Komplementär und gegensätzlich, so zeigt sich das Clownspiel gemäss Gisela Matthiae. So leicht es daher kommt, es steckt voller Wahrheiten, die zum theologischen Nachdenken herausfordern.
Meine ersten Spielerfahrungen als Clownin habe ich an theologischen Hochschulen gemacht. In einem Studienjahr an der Waldenserfakultät in Rom brachte uns ein Mitstudent kleine Clownnummern bei, die wir dann nachts auf der Piazza Navona aufführten. Ich hielt mich für nicht besonders begabt, aber es hat viel Spaß gemacht. Zehn Jahre später, ich hatte diese Clownerien fast schon wieder vergessen, begegnete mir an der Pacific School of Religion in Berkeley das Studienfach „Clowning Ministry“.

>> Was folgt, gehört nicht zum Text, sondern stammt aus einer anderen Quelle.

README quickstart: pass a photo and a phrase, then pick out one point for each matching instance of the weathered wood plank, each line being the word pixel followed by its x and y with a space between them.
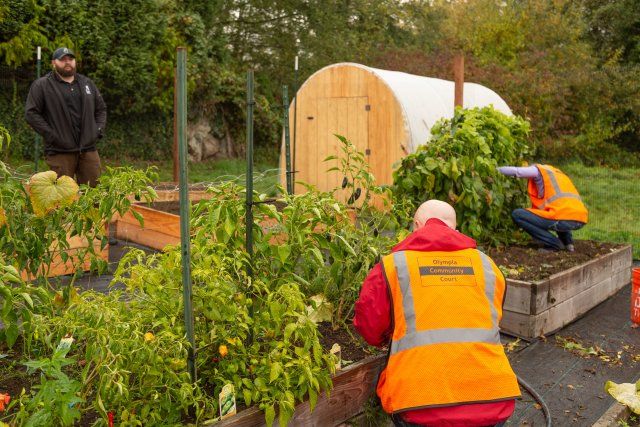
pixel 61 268
pixel 565 285
pixel 537 297
pixel 352 387
pixel 526 297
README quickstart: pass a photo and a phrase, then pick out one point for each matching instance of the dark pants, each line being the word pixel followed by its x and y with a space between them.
pixel 84 167
pixel 539 228
pixel 399 422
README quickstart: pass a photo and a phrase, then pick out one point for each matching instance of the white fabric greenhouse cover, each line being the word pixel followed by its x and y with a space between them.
pixel 425 100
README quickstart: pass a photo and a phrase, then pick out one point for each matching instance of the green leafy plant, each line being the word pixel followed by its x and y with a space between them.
pixel 459 165
pixel 55 400
pixel 19 303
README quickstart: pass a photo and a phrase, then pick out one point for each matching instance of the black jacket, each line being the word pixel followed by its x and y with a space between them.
pixel 47 113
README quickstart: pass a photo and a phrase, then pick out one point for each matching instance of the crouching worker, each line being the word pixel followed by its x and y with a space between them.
pixel 556 206
pixel 436 301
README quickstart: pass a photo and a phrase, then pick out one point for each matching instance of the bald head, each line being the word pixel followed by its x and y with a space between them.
pixel 434 209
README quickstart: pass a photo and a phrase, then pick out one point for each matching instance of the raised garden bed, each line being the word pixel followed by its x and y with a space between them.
pixel 539 307
pixel 352 387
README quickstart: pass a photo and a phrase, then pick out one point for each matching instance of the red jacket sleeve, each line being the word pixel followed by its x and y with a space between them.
pixel 372 317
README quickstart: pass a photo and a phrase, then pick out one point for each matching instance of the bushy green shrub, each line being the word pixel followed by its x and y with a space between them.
pixel 459 165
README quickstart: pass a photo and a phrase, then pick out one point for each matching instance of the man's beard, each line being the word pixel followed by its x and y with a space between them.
pixel 66 70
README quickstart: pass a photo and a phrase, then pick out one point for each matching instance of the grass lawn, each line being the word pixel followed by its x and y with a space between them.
pixel 613 199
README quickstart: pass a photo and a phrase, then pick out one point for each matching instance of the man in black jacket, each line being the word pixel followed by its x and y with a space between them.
pixel 67 109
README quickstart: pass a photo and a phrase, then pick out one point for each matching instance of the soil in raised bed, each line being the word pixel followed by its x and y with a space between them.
pixel 353 348
pixel 528 263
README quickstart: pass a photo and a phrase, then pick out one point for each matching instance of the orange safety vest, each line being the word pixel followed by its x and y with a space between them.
pixel 445 349
pixel 561 200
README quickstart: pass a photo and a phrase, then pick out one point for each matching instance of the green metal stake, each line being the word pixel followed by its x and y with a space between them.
pixel 287 142
pixel 184 206
pixel 36 150
pixel 249 200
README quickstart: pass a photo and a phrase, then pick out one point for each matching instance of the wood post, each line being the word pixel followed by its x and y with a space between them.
pixel 458 74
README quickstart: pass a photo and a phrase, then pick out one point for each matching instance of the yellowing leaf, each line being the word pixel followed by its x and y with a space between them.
pixel 624 393
pixel 48 192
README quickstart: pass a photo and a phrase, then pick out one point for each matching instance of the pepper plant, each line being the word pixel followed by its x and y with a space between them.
pixel 459 165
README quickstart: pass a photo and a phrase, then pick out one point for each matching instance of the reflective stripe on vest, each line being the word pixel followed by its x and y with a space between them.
pixel 412 338
pixel 445 347
pixel 560 201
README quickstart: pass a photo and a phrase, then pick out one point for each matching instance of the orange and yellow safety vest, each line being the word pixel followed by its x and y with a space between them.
pixel 560 201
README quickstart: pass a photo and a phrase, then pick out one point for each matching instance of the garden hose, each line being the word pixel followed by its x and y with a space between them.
pixel 538 398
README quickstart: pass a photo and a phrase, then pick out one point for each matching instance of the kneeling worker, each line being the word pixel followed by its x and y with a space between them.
pixel 436 301
pixel 556 206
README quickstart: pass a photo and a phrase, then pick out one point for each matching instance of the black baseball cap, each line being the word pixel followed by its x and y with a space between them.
pixel 62 51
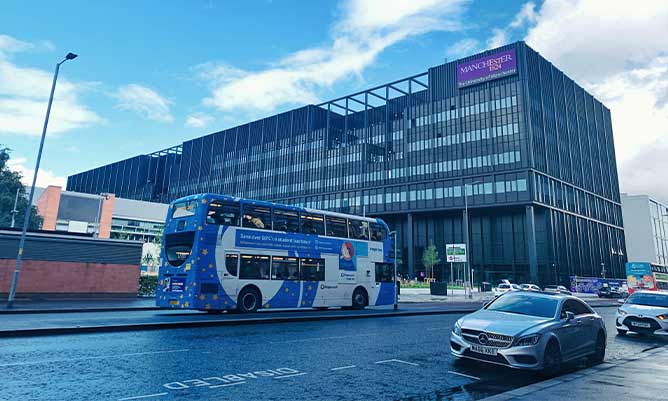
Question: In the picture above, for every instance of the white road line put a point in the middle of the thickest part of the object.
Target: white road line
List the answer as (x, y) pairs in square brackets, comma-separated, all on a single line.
[(397, 361), (92, 358), (296, 374), (142, 396), (464, 375), (227, 385), (344, 367)]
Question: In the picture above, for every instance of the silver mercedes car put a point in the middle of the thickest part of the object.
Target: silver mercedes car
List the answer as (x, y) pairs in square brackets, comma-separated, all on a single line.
[(530, 330)]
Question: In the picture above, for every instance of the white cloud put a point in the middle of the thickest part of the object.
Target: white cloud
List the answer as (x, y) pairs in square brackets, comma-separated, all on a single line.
[(363, 30), (617, 50), (462, 48), (24, 95), (198, 120), (44, 177), (144, 101)]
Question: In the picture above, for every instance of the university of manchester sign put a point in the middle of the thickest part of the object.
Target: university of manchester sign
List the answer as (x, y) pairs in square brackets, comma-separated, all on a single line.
[(485, 69)]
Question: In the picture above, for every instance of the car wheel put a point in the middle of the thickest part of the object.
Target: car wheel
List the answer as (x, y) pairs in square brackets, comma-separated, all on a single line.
[(249, 300), (599, 350), (360, 299), (551, 359)]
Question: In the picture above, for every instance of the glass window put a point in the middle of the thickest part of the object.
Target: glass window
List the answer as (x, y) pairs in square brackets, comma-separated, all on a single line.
[(257, 217), (283, 268), (312, 224), (286, 220), (522, 304), (223, 213), (337, 226), (232, 263), (254, 267), (358, 229), (378, 232), (312, 269), (184, 208), (384, 272)]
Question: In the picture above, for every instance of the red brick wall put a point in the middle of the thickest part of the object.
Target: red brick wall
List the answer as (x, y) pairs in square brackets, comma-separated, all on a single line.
[(75, 278)]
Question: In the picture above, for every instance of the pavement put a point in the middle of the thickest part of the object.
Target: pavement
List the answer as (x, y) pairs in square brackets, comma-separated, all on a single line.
[(640, 377), (385, 358)]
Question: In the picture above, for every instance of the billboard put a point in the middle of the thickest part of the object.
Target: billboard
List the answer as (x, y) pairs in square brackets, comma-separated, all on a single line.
[(455, 253), (486, 68)]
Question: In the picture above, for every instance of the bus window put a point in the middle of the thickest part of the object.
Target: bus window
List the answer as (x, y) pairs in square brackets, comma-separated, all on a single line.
[(384, 272), (257, 217), (336, 226), (222, 212), (378, 232), (312, 224), (283, 268), (231, 263), (254, 267), (184, 209), (313, 269), (358, 229), (286, 220)]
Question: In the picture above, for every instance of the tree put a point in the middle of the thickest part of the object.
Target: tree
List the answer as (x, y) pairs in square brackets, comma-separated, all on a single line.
[(10, 182), (430, 259)]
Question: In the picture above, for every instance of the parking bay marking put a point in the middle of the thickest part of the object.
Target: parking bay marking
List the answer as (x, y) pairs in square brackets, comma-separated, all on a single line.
[(396, 361), (463, 374), (138, 397)]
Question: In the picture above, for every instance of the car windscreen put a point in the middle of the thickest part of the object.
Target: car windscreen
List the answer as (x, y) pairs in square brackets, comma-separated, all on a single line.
[(660, 300), (525, 305)]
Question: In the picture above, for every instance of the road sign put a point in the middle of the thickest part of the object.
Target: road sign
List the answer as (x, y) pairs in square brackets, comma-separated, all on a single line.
[(455, 253)]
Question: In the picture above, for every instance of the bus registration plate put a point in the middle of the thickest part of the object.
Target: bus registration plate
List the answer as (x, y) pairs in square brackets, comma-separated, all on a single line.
[(484, 350)]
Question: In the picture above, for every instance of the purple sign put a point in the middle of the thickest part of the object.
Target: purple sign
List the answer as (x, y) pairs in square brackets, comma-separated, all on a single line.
[(484, 69)]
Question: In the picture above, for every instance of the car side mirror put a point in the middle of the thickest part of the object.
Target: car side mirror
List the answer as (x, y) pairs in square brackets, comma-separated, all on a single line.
[(570, 316)]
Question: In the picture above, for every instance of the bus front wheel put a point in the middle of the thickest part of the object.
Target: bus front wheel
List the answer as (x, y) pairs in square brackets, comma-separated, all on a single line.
[(249, 300), (360, 298)]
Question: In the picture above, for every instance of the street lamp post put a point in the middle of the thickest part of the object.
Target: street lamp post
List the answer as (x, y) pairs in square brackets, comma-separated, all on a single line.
[(466, 238), (396, 295), (26, 218)]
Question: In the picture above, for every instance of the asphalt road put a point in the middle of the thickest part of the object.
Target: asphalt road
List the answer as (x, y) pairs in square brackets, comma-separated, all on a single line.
[(400, 358)]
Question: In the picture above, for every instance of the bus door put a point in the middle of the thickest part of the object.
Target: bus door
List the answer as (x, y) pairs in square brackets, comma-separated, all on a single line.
[(228, 272)]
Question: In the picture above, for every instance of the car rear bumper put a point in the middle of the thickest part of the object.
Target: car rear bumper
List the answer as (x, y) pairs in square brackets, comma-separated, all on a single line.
[(657, 327), (529, 357)]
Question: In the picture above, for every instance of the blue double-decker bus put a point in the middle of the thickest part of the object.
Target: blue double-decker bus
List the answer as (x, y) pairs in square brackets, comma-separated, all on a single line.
[(225, 253)]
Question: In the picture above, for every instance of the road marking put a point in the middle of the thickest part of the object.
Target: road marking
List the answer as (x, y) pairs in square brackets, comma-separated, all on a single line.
[(92, 358), (464, 375), (397, 361), (321, 338), (226, 385), (296, 374), (142, 396), (344, 367)]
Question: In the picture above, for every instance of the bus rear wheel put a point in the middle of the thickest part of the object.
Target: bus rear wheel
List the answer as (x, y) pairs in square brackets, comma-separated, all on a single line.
[(360, 298), (249, 300)]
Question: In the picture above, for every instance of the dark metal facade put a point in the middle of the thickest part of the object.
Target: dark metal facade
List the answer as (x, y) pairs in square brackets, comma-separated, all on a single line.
[(532, 151)]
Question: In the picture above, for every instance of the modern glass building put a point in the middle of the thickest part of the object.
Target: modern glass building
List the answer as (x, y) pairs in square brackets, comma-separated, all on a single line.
[(527, 149)]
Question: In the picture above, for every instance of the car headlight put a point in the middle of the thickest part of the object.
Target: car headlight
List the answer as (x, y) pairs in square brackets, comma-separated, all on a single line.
[(527, 340), (458, 328)]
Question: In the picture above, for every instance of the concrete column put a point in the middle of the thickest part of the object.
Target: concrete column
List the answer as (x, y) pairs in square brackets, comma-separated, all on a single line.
[(410, 244), (531, 244)]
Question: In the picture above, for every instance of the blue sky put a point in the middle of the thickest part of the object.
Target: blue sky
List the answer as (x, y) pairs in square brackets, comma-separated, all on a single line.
[(153, 73)]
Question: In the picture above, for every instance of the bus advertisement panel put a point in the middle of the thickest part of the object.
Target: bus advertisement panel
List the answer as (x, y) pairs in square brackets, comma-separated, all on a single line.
[(639, 276)]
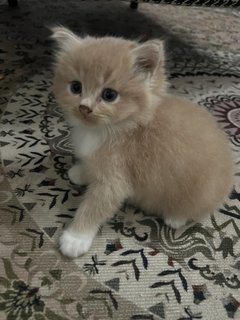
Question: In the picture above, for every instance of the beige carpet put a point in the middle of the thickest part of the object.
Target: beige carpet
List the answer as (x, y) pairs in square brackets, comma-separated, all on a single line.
[(137, 267)]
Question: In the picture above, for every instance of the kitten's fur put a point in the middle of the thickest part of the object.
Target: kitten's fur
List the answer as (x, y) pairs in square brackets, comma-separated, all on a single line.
[(157, 150)]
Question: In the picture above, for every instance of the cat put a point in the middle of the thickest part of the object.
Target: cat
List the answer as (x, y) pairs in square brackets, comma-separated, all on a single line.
[(134, 141)]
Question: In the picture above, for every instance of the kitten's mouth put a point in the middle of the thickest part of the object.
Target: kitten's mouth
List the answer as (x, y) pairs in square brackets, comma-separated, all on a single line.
[(86, 118)]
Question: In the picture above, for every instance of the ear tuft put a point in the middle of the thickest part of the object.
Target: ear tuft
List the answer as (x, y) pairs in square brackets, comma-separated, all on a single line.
[(64, 37), (148, 56)]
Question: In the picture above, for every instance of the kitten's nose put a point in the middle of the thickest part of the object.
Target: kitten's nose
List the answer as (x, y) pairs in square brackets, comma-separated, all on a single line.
[(85, 110)]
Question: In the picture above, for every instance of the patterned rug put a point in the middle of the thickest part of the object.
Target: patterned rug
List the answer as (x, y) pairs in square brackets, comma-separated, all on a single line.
[(137, 267)]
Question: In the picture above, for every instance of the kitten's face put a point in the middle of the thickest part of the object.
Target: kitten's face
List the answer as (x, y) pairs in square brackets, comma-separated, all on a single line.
[(102, 81)]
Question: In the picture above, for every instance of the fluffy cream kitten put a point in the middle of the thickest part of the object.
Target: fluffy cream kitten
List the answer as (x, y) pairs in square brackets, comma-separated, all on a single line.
[(134, 140)]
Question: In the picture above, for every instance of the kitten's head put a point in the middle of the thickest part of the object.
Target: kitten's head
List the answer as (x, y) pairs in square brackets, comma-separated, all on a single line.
[(102, 81)]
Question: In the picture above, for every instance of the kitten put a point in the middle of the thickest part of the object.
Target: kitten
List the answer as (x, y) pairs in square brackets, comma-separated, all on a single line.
[(134, 140)]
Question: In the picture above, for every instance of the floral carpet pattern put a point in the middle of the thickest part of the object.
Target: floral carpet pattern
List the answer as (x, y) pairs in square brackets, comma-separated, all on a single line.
[(137, 268)]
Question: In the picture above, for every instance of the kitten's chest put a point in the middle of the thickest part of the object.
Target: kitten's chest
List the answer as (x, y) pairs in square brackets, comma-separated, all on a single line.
[(86, 141)]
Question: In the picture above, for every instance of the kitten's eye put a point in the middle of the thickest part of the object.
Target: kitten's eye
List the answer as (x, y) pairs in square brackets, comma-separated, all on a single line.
[(109, 95), (76, 87)]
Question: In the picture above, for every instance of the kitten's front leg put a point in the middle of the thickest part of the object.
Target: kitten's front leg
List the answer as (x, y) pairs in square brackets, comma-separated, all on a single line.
[(100, 203)]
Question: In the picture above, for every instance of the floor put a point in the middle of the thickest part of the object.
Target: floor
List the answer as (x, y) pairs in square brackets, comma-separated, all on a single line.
[(137, 267)]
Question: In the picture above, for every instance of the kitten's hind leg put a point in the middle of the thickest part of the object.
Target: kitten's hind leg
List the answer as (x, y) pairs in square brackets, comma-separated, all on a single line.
[(77, 175)]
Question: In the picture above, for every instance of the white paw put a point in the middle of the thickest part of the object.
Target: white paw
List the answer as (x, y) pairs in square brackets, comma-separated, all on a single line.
[(74, 174), (74, 245), (175, 223)]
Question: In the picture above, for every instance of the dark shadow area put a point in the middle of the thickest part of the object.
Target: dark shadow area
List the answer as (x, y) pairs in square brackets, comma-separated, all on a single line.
[(29, 22)]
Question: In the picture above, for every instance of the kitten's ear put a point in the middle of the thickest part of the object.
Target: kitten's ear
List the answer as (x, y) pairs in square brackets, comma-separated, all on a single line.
[(148, 56), (64, 37)]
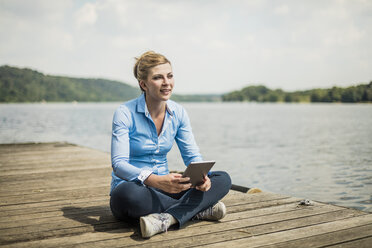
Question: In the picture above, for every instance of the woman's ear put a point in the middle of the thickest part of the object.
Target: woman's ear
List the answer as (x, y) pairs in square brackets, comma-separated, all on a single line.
[(142, 85)]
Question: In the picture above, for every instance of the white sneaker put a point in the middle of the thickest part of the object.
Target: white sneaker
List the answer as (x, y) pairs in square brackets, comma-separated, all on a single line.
[(216, 212), (154, 223)]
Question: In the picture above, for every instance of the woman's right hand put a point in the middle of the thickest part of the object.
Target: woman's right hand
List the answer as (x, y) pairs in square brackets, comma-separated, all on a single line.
[(171, 183)]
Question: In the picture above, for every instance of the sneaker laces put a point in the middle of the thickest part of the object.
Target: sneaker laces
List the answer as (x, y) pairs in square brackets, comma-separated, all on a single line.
[(165, 222), (204, 213)]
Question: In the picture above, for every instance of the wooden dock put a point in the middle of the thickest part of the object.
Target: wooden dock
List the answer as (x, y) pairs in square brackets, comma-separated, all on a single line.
[(57, 195)]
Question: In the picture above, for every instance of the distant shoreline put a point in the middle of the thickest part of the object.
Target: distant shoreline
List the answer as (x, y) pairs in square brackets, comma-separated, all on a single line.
[(28, 86)]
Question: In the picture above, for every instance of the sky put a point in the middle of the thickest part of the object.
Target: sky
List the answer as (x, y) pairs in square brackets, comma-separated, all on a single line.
[(214, 46)]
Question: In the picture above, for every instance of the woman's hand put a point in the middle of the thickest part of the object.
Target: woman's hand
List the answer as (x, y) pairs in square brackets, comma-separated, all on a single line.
[(206, 185), (171, 183)]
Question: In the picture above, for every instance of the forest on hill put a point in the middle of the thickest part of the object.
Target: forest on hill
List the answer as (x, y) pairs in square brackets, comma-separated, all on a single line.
[(260, 93), (26, 85)]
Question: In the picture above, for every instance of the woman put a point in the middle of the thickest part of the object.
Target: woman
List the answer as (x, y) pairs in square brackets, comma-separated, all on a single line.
[(143, 132)]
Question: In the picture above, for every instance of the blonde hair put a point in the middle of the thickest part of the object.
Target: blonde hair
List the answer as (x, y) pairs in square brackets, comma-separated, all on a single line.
[(145, 62)]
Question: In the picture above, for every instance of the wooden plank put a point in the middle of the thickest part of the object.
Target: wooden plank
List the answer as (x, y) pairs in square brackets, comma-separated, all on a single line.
[(275, 213), (66, 203), (44, 217), (194, 229), (329, 239), (279, 237), (360, 243)]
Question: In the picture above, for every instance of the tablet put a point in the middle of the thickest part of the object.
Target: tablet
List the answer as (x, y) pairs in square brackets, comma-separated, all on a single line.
[(197, 170)]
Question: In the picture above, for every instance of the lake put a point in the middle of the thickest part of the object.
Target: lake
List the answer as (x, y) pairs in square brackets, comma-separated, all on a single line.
[(320, 152)]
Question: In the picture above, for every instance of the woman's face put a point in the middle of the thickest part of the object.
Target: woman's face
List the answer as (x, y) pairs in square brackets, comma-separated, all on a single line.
[(159, 83)]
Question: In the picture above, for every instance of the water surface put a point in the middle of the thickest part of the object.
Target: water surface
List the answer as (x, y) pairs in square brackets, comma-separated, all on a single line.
[(317, 151)]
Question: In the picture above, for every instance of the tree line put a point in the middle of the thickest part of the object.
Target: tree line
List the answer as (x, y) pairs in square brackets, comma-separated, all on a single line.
[(260, 93), (26, 85)]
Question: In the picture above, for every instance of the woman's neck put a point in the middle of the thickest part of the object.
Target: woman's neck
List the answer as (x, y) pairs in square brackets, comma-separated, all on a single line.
[(155, 108)]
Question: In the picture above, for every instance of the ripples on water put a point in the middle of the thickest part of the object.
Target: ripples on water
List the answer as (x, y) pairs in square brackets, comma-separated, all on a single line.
[(317, 151)]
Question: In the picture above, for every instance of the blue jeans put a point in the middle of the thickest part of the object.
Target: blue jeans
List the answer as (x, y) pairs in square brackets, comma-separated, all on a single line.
[(131, 200)]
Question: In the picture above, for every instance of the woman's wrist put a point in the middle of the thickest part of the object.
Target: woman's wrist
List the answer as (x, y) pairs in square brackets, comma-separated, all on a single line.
[(152, 180)]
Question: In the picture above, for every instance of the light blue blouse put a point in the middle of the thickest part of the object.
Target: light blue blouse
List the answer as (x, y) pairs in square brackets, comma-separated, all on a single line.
[(136, 147)]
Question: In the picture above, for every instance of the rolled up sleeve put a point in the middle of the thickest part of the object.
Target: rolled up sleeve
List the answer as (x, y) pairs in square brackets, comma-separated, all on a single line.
[(186, 141), (120, 152)]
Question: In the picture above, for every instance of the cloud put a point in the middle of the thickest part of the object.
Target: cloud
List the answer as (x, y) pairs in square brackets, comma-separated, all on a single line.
[(86, 16)]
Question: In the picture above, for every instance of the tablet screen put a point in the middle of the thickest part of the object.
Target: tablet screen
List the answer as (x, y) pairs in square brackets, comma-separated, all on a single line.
[(197, 170)]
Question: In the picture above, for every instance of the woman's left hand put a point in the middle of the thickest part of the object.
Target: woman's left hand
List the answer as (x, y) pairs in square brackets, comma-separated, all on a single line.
[(206, 185)]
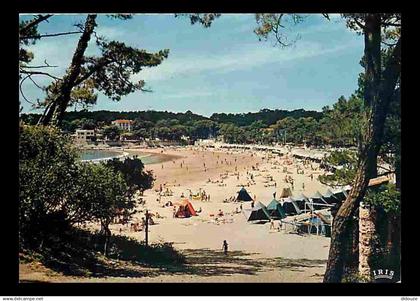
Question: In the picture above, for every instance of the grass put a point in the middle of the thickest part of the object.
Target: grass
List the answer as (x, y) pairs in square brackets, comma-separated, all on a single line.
[(78, 253)]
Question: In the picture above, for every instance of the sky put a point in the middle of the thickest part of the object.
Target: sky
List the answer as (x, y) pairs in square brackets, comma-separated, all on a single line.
[(224, 68)]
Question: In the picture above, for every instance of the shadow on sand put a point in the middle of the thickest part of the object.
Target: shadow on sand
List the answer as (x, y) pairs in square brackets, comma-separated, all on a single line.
[(198, 262)]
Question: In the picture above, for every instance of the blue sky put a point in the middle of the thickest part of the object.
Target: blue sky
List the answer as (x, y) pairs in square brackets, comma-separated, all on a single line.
[(224, 68)]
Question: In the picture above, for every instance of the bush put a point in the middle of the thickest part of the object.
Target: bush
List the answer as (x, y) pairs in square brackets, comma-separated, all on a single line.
[(56, 190)]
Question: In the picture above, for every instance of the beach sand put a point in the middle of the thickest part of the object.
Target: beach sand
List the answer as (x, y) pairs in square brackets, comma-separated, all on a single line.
[(256, 254)]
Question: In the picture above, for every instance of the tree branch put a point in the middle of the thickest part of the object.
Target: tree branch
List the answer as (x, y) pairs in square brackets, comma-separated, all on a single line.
[(39, 73), (33, 23), (49, 35)]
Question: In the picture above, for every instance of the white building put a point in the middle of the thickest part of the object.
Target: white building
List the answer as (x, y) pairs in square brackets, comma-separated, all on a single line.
[(123, 124), (82, 136)]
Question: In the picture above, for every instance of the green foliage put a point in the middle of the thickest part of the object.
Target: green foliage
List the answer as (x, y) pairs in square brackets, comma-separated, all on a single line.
[(204, 19), (386, 197), (132, 170), (56, 190), (344, 176), (273, 25)]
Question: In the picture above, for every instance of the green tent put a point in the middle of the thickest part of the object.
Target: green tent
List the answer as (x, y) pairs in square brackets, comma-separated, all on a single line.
[(243, 195), (258, 213), (275, 210)]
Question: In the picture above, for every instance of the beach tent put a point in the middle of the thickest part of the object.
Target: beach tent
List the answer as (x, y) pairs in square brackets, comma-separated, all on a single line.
[(329, 197), (290, 207), (258, 213), (286, 193), (243, 195), (316, 202), (185, 209), (300, 200), (275, 210)]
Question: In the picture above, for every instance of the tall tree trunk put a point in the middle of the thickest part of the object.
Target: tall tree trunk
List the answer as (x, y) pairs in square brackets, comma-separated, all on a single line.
[(378, 95), (366, 235), (54, 113)]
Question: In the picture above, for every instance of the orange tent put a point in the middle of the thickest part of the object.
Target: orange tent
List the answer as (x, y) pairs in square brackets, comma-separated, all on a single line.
[(185, 209)]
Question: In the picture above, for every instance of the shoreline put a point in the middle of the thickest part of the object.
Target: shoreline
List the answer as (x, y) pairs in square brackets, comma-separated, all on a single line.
[(221, 173)]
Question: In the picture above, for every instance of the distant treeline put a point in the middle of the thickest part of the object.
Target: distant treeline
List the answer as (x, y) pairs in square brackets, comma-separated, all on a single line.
[(267, 116), (337, 125), (107, 116)]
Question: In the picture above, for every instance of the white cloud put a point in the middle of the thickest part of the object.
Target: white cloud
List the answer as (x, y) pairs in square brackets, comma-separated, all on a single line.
[(246, 57)]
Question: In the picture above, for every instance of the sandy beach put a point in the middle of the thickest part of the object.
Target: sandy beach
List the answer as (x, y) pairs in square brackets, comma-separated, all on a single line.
[(256, 253)]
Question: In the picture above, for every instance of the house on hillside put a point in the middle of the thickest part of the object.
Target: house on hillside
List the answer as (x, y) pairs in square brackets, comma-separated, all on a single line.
[(84, 136), (124, 124)]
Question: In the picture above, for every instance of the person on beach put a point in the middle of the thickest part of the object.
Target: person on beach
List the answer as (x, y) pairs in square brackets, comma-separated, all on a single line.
[(272, 224), (225, 247)]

ganz ohne Worte, dafür mit umso mehr Augenspiel
Diesmal war es eine andere Studentin, die mich anlässlich einer Feier für den Direktor der Hochschule in ein Kostüm steckte. Da war es um mich geschehen! Der direkte Kontakt zu den Menschen, ganz ohne Worte, dafür mit umso mehr Augenspiel. Die Erlaubnis überall umherzustreifen oder mich hinzusetzen ohne Rücksicht auf Rang und Namen, dafür mit kleinen Verrenkungen, um auch die kleinsten Gäste begrüßen zu können. Das Lächeln, das mich bald mit allen verband. Die gigantische Luftballonkrone, die wir dem Ehrengast aufsetzten.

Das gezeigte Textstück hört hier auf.